The 2024 election could thrust the issue of Social Security insolvency back into the spotlight, with the major parties offering different solutions: Democrats, for their part, have proposed a new tier of wage tax for individuals with incomes above $400,000, while some Republicans have suggested raising the age at which people become entitled to full Social Security benefits, known as “full retirement age” (FRA), from 67 to 70.

Social Security shortfalls may occur as early as 2034

Social Security shortfalls may occur as early as 2034

Source: Congressional Budget Office, Morgan Stanley Wealth Management Global Investment Office as of June 30, 2023.

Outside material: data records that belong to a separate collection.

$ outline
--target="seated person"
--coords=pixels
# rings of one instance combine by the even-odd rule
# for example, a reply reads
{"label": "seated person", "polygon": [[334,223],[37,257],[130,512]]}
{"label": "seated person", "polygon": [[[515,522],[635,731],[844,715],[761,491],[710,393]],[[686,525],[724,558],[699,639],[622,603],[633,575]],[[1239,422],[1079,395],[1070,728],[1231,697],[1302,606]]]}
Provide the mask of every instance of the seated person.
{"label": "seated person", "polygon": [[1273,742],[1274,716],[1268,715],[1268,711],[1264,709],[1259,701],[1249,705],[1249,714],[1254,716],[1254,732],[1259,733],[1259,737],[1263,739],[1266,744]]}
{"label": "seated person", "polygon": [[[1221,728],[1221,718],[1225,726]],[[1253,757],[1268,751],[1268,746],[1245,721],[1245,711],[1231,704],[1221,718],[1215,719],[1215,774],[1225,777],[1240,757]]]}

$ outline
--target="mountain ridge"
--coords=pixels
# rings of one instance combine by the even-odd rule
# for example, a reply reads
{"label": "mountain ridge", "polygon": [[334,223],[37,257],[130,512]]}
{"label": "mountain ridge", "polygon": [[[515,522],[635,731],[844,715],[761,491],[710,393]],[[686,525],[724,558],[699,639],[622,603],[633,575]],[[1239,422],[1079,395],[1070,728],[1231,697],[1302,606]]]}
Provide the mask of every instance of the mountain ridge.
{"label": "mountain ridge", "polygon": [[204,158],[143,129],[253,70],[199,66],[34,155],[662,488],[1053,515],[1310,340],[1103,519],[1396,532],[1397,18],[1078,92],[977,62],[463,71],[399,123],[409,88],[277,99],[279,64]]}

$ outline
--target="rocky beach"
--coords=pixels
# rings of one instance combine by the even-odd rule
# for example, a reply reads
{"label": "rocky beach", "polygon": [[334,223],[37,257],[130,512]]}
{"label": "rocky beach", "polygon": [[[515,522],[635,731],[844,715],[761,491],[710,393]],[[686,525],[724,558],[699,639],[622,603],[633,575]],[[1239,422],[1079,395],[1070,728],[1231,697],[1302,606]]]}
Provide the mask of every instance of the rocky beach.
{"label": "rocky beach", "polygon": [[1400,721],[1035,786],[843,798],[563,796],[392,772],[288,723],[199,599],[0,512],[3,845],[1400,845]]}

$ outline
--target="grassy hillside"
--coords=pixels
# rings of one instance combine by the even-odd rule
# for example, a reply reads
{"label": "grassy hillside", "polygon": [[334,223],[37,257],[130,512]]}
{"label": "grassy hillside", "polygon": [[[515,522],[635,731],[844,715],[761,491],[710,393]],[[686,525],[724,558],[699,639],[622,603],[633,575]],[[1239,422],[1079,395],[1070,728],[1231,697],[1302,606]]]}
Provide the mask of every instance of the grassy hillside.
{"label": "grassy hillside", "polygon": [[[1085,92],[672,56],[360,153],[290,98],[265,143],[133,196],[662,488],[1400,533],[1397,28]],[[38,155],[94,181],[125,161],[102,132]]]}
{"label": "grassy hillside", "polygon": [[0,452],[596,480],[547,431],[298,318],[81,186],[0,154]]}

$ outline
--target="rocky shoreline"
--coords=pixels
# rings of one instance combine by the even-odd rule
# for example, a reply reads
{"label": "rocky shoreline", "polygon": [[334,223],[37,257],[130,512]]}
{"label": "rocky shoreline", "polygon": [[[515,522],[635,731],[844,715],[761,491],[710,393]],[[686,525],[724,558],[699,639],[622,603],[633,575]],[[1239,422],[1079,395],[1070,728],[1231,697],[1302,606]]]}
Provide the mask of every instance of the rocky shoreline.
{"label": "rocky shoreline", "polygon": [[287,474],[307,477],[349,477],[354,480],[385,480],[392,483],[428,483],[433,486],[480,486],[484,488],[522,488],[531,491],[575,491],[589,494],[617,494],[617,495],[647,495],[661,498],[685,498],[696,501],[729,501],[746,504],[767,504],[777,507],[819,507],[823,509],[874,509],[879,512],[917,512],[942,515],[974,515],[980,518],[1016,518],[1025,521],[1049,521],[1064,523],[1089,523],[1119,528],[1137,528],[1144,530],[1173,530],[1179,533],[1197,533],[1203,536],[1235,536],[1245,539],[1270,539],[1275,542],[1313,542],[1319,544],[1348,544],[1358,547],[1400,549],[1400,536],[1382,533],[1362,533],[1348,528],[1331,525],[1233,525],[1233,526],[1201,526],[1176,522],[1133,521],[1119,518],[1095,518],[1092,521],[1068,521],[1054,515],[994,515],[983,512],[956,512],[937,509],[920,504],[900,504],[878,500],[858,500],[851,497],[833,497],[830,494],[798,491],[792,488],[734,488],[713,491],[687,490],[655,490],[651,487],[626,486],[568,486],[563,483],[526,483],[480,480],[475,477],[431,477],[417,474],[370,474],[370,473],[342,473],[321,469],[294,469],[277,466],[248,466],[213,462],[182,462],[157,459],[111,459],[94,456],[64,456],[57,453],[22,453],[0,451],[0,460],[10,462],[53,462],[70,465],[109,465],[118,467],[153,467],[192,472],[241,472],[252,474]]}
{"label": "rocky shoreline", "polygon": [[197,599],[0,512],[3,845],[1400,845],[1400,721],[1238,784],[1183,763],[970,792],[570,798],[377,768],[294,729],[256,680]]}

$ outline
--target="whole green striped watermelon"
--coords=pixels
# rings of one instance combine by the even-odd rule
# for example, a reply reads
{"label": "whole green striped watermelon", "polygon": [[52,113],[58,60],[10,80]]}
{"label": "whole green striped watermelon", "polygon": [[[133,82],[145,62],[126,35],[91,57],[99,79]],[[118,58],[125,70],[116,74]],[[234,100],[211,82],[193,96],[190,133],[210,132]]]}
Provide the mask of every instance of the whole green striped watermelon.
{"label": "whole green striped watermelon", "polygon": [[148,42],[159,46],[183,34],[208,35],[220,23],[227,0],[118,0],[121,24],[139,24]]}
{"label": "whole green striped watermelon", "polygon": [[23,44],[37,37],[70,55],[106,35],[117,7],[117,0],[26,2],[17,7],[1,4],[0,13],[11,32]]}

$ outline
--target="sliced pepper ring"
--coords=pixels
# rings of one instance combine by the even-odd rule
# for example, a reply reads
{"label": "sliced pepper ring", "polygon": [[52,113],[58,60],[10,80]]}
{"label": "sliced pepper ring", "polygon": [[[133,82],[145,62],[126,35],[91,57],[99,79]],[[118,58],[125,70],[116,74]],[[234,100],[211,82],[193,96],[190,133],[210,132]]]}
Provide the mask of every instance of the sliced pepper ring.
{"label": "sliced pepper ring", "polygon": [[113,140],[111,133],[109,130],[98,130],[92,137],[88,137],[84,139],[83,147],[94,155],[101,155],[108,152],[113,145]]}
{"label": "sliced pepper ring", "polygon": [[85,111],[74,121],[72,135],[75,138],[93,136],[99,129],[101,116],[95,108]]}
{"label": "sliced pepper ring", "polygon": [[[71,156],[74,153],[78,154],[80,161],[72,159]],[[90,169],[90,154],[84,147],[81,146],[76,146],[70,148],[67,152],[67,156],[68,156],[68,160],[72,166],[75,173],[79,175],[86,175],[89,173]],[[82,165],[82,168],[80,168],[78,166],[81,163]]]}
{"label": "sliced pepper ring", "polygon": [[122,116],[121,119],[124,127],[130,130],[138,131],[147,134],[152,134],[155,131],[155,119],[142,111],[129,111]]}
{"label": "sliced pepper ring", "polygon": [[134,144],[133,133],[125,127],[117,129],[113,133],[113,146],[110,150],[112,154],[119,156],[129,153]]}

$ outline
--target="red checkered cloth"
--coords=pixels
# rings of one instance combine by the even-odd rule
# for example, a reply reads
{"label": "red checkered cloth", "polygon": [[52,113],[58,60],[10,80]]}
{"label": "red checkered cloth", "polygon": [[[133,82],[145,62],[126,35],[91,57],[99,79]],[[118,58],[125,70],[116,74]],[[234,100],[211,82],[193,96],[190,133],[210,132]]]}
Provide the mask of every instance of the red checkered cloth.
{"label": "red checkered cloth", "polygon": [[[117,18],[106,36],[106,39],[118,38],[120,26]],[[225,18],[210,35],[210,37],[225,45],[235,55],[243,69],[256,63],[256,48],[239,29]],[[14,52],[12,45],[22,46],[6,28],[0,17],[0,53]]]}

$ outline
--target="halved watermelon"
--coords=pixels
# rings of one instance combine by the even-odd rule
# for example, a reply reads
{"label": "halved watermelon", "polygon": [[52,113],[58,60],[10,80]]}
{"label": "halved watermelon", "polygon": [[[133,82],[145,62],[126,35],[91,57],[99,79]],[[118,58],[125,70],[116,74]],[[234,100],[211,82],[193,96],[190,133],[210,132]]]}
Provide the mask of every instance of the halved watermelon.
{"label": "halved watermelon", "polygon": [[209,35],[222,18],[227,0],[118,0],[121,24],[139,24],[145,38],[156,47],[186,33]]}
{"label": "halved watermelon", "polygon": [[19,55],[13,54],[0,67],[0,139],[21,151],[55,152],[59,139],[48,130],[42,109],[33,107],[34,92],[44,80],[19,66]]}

Investor implications: A higher FRA could motivate some investors to increase their retirement savings if they are counting on Social Security to help fund living expenses in retirement. Investors concerned about their Social Security benefits—or who simply want to shore up their nest egg as retirement approaches—may opt for investments aimed at preserving capital, such as:

3. Health Care: Access and Affordability

Health care policy remains a top concern among voters, with the major parties taking divergent views over issues like drug costs and access to medical care. Some Republicans, for example, aim to dismantle the Affordable Care Act’s (ACA) state-exchange insurance system post-election, while Democrats are almost certain to continue supporting it.

Also likely to be in focus: the recently passed Inflation Reduction Act (IRA), which allows the federal government to negotiate with pharmaceutical companies on prescription drug prices, a provision Democrats are likely to continue to support as they call for lower drug prices amid rising medical costs.

The cost of medical care has outpaced CPI for all goods and services

The cost of medical care has outpaced CPI for all goods and services

Source: KFF, BLS, Morgan Stanley Wealth Management Global Investment Office as of June 1, 2023.


Investor implications:

  • ACA: The law may face scrutiny in a GOP-led government, but an unwinding of the existing state exchanges is unlikely. In a Democratic-win scenario, lawmakers are likely to continue to support the ACA’s policies, which could provide a tailwind for healthcare stocks like managed-care companies and their beneficiaries, such as retail pharmacies and certain insurance providers.
  • IRA: While a Republican-favored outcome might bode well for pharmaceutical makers, a Democratic-led government may take further action to curb prescription drug costs. This could weigh on pharmaceutical stocks, but also create attractive entry-points for investors on the hunt for value-oriented opportunities in the otherwise robust pharmaceutical sector.

With the election still months away, much can change. Even so, early preparation may help investors navigate the outcome.

Bottom Line

With the election still months away, much can change. Even so, early preparation may help investors navigate the outcome.

  • Potential tax changes could spur demand for tax-advantaged securities.
  • Policies addressing Social Security shortfalls may incentivize investors to take more steps to shore up their retirement nest egg.
  • Efforts to change health-care policies, meanwhile, could impact the performance of managed-care and pharmaceutical stocks.

When making any investment decision, keep in mind your risk tolerance and investment goals.

1 These figures are adjusted annually for inflation.